Does Truth in Lending Help Borrowers?

 February 5, 2001, Revised January 3, 2008, February 5, 2011

Truth in Lending provides a small amount of useful information, but it is so interlarded with garbage information that few borrowers receive any benefit from it.

The Idea Behind TIL

Truth in Lending (TIL) is a great idea gone hopelessly wrong.

The idea is to require lenders to provide one uniform set of price disclosures that is consistent from loan to loan and from lender to lender. Consumers can then compare prices across different loan types and different lenders. Unfortunately, the price information in the TIL makes little economic sense and is incomprehensible to most consumers.

The Information I Need

When I comparison shop for a, e.g., $200,000 30-year fixed-rate mortgage, here is what I want to know:

Interest Rate: 7%

Total upfront lender fees expressed as a percent of loan: 1%, or $2,000

Total upfront lender fees expressed as dollars: $3550

Interest cost over the expected life of my mortgage (7 years): 7.53%

I want the interest rate because that determines my interest payment every month I have the loan, and I want the lender fees because that’s what I must pay out of my pocket now. I need the breakdown of lender fees between those expressed as a percent of the loan and those that are a fixed number of dollars so that I can determine how much more or less I would pay upfront if I change the loan amount.

In addition, I want a single measure of interest cost that takes account of both the rate and the upfront lender fees over the period I expect to have the mortgage. (Since the upfront fees must be spread over the life of the loan, my interest cost is lower the longer I expect to have the mortgage). This is the best measure to use in comparing different types of mortgages or in shopping mortgages from different sources.

If it was an adjustable rate mortgage, I would need more information -- see Information to Evaluate an Adjustable Rate Mortgage.

Information on the TIL

Assuming the same loan, here is approximately what I would find on the TIL:

Total payments: $479,020. This is the monthly payment of $1330.61 multiplied by the term of 360.

Amount financed: $194,450. This is the loan amount of $200,000 less prepaid finance charges of $5550.

Finance charge: $284,570. This is the sum of all interest payments over 360 months (total payments of $479,020 minus $200,000 of principal repayments) plus the prepaid finance charges of $5550.

[Prepaid finance charges: $5550.]

APR: 7.28%. This is interest cost calculated over 30 years rather than over the 7 years I expect to have my mortgage.

The first 3 numbers are totally useless for comparing loans of different type, or for shopping different loan providers. For example, the "finance charge" gives the same weight to dollars paid in interest in the 30th year as dollars paid at closing. TIL doesn’t show the interest rate, probably because of a presumption that the APR makes it unnecessary.

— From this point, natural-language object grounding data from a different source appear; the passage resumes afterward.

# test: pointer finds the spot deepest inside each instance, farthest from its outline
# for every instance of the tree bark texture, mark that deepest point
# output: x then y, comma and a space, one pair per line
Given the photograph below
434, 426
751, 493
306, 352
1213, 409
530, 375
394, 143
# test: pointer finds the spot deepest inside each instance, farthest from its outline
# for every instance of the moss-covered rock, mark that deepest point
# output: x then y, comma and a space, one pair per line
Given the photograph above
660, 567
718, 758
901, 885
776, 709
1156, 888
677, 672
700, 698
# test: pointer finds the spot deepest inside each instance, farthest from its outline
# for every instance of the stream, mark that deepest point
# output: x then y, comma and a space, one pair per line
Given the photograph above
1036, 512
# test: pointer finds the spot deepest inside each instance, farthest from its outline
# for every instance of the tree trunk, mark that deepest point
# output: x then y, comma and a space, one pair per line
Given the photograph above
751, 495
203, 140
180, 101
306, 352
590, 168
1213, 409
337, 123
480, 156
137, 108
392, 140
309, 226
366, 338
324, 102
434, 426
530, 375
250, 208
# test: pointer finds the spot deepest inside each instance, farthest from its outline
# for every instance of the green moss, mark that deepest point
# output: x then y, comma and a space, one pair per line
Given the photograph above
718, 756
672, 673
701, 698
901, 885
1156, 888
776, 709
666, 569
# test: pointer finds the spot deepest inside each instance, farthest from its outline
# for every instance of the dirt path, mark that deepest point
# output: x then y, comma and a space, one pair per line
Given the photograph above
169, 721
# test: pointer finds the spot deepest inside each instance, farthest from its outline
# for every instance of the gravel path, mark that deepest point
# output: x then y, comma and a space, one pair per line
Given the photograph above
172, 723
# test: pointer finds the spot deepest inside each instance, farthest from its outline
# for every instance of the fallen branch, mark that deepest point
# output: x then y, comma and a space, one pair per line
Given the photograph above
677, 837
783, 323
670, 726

The prepaid finance charge is a useful piece of information, but unfortunately the borrower has to know enough to calculate it by subtracting the amount financed from the loan amount, which is why I place it in brackets. This piece of arithmetic is also sometimes used to deliberately confuse the borrower, see Prepaid Finance Charges: Another Truth in Lending Lie?

APR as a Shopping Tool

The APR is supposed to be a shopping tool, but unfortunately it has serious flaws. First, it is calculated over the life of the loan, even though over 90% of all borrowers sell their house or refinance their mortgage before term. This can lead borrowers with relatively short time horizons astray.

Second, borrowers cannot safely assume that the APR on the day they lock the price will be the APR when they close because fixed-dollar fees are typically not included in the lock. See Why Isn't the APR Locked With the Rate?

Third, the APR cannot be used in comparing a cash-out refinance with a second mortgage. See The APR on a Cash-Out Refinance.

Fourth, the APR cannot be used effectively in comparing or shopping no-cost loans, or any loan in which the lender offers to pay the borrower's third part settlement costs in exchange for a higher rate, because the APR on such loan is biased. See Annual Percentage Rate Below Interest Rate on FRMs?

Fifth, the APR cannot be used effectively in comparing or shopping HELOCs because the APR on a HELOC is the interest rate. See How Do You Shop For a HELOC?

In the first version of this article, I said that the TIL is of some use in warning the borrower that the loan carries a prepayment penalty. That was before I realized how ineffective that warning was. See Disclosure Rules on Mortgage Prepayment Penalties.